Scorrendo le nostre bacheche social non è raro trovare video e foto di interazioni malsane tra esseri umani e animali selvatici: delfini abbracciati, elefanti coccolati, ghepardi sul divano o volpi alimentate. Questo tipo di materiale suscita tantissimo consenso e approvazione tra gli utenti, ma cosa c’è davvero dietro a queste immagini? E perché non dovremmo condividerle online?
Questi video sono senza dubbio divulgati con intenti positivi, spinti dalla credenza che “tutti gli animali meritino amore”, che “tutti gli animali siano uguali”, insomma, nessuna differenza tra un cane e un delfino ma purtroppo hanno conseguenze spiacevoli e spesso sconosciute per gli stessi animali. L’utente medio che viene a contatto con immagini in cui è presente un’interazione tra un umano e un selvatico non ha conoscenze sulla specie e viene quindi erroneamente informato dell’idea che quella specie sia docile e tenera, e quei video vanno quindi ad inquinare una conoscenza biologica ed etologica dell’animale, già di per sé scarsa e traballante.
Immagini e video che presentano un contatto tra umani e selvatici, mandano l’errato messaggio che l’interazione tra animali non convenzionali e umani sia positiva e curiosa e che sia emozionante la presunta empatia e relazione affettiva che sembra esserci tra l’animale selvatico e l’Uomo. Ma in realtà non è altro che ricatto alimentare o connesso all’imprinting. Indipendentemente da come vengano trattati questi animali, la realtà è che vengono collocati in ambienti innaturali e fatti interagire con l’Uomo esclusivamente per il divertimento umano. Inoltre, gli esperti hanno dimostrato che l’uso di primati sullo schermo incoraggi effettivamente il commercio illegale di animali selvatici (pet-trade). Si stima che ogni anno 3000 primati vengano commercializzati a causa del desiderio di possedere una scimmia come pet.
Un recente studio sui film usciti tra il 1990 e il 2013, ha trovato 70 film in cui apparivano delle scimmie come “attori”. Lo studio ha rilevato che, più della metà delle volte, gli animali sono stati mostrati vestiti, compiendo azioni umane e “sorridendo”, il 19% delle volte. Peccato che quello non sia un vero sorriso. I primatologi sanno bene che i primati eseguono la smorfia che noi intendiamo come sorriso (labbra aperte e mostrare i denti), in realtà come espressione di paura o sottomissione. Insomma, una doppia diseducazione a cui siamo stati tutti sottoposti fin da piccoli davanti a quei film e video.
Ci sono numerosi studi scientifici che hanno dimostrato, infatti, come i film in cui gli animali selvatici venivano rappresentati in modo antropomorfizzato ed in cui erano presenti interazioni tra essere umano e animale, facevano perdere la percezione sul rischio di estinzione di quegli animali. La maggior parte del pubblico, quindi, crede che gli scimpanzé siano meno a rischio di estinzione degli orango, solo perché nei film sono più presenti scimpanzé a contatto con l’Uomo, rispetto agli orango.
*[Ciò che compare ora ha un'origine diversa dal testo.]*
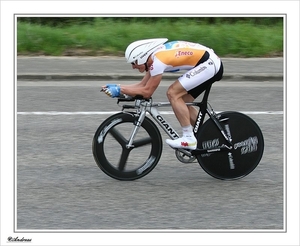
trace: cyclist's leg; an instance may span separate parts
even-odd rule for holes
[[[193,102],[208,85],[221,79],[220,74],[223,74],[222,64],[217,65],[218,66],[216,66],[212,59],[208,59],[206,62],[199,64],[179,78],[180,84],[187,91],[187,94],[183,96],[185,102]],[[219,71],[217,71],[216,68],[219,68]],[[189,107],[189,112],[190,122],[194,125],[198,110],[194,107]]]
[[[207,85],[214,81],[216,81],[214,63],[205,62],[188,71],[168,88],[167,97],[182,127],[189,125],[191,118],[195,121],[197,117],[196,110],[192,107],[189,109],[185,103],[193,102]]]
[[[185,73],[169,87],[167,96],[183,130],[182,138],[167,140],[171,147],[196,148],[197,140],[193,135],[191,124],[191,118],[195,121],[195,111],[193,109],[189,110],[185,102],[199,96],[203,91],[203,86],[206,86],[207,83],[213,83],[217,80],[216,75],[219,75],[220,65],[219,58],[216,62],[213,59],[208,59]]]
[[[167,96],[175,116],[182,127],[182,137],[175,140],[167,139],[166,142],[172,148],[196,149],[197,139],[194,136],[193,127],[190,122],[190,112],[183,99],[186,95],[187,91],[178,80],[167,91]]]
[[[188,91],[188,94],[184,95],[183,100],[185,102],[193,102],[204,90],[206,90],[206,88],[210,84],[214,83],[215,81],[221,80],[222,76],[223,76],[223,64],[221,62],[218,72],[212,78],[210,78],[207,81],[204,81],[204,82],[200,83],[199,85],[197,85],[196,87],[190,89]],[[198,115],[198,109],[196,109],[194,107],[189,107],[189,111],[190,111],[191,124],[195,125],[196,118]]]
[[[176,80],[167,91],[167,97],[182,127],[190,124],[190,113],[183,99],[185,96],[187,96],[187,91],[178,80]]]
[[[191,103],[195,100],[195,98],[191,94],[186,94],[182,98],[185,103]],[[189,106],[188,109],[190,112],[190,123],[193,126],[195,125],[197,119],[198,110],[193,106]]]

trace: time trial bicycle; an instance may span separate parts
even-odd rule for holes
[[[264,151],[263,134],[257,123],[243,113],[214,112],[208,103],[210,89],[211,85],[202,101],[186,103],[199,108],[193,128],[197,148],[175,149],[175,155],[183,163],[197,160],[214,178],[240,179],[259,164]],[[140,96],[119,97],[117,104],[121,104],[122,111],[108,117],[96,130],[93,156],[108,176],[118,180],[139,179],[149,174],[160,160],[163,142],[158,126],[171,139],[179,138],[158,110],[171,105]]]

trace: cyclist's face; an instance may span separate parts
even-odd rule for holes
[[[138,69],[140,71],[140,73],[143,73],[146,70],[146,67],[144,64],[137,65],[136,63],[132,62],[131,65],[132,65],[132,69]]]

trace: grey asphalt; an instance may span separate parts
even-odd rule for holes
[[[166,101],[167,82],[157,88],[156,101]],[[89,237],[101,230],[200,230],[197,237],[201,240],[201,232],[213,230],[284,232],[287,163],[285,118],[280,113],[284,109],[282,82],[227,81],[213,86],[209,101],[214,110],[252,112],[249,116],[264,134],[260,164],[247,177],[232,182],[212,178],[197,162],[179,162],[166,145],[163,131],[163,153],[150,174],[133,182],[105,175],[93,158],[92,139],[98,126],[121,107],[116,99],[100,92],[100,84],[18,81],[15,205],[19,237],[35,230],[67,230],[76,235],[88,230],[92,232]],[[255,114],[257,111],[276,114]],[[163,116],[180,132],[174,115]],[[130,132],[122,134],[126,137]],[[112,151],[118,158],[119,146]],[[144,148],[135,151],[131,152],[135,160],[149,155]],[[100,242],[104,234],[97,235],[94,242]],[[36,236],[33,239],[37,245]],[[230,237],[231,243],[233,239],[235,235]]]
[[[223,182],[198,163],[180,163],[164,142],[149,175],[121,184],[98,168],[92,154],[94,133],[109,115],[93,113],[120,109],[100,93],[97,80],[117,83],[142,75],[116,57],[18,57],[18,232],[284,230],[283,59],[223,62],[226,82],[216,83],[210,94],[216,111],[277,112],[251,114],[265,140],[258,167],[241,180]],[[157,89],[156,100],[166,100],[168,82]],[[174,116],[165,117],[178,129]]]
[[[223,81],[282,81],[284,59],[221,58]],[[141,77],[122,57],[25,57],[18,56],[18,80],[131,80]],[[179,73],[164,74],[174,80]]]

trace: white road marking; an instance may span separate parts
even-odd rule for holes
[[[88,112],[60,112],[60,111],[43,111],[43,112],[17,112],[18,115],[112,115],[121,111],[88,111]],[[239,111],[243,114],[251,115],[283,115],[283,111]],[[220,113],[216,111],[216,113]],[[160,111],[160,114],[172,115],[173,111]]]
E noi come utenti social abbiamo il potere di cambiare il destino di questi animali. Quella che noi sembra una semplice azione “carina” ha in realtà conseguenze spiacevoli per gli stessi animali che in realtà vorremmo proteggere. Un semplice like o una semplice condivisione sui social può diseducare altre persone, può far passare un messaggio sbagliato e invece di educare all’empatia e all’amore, stiamo in realtà innescando il desiderio, tra i nostri amici meno consapevoli di noi, di possedere una zebra come animale domestico! Basta poco per invertire la rotta. Pensiamoci!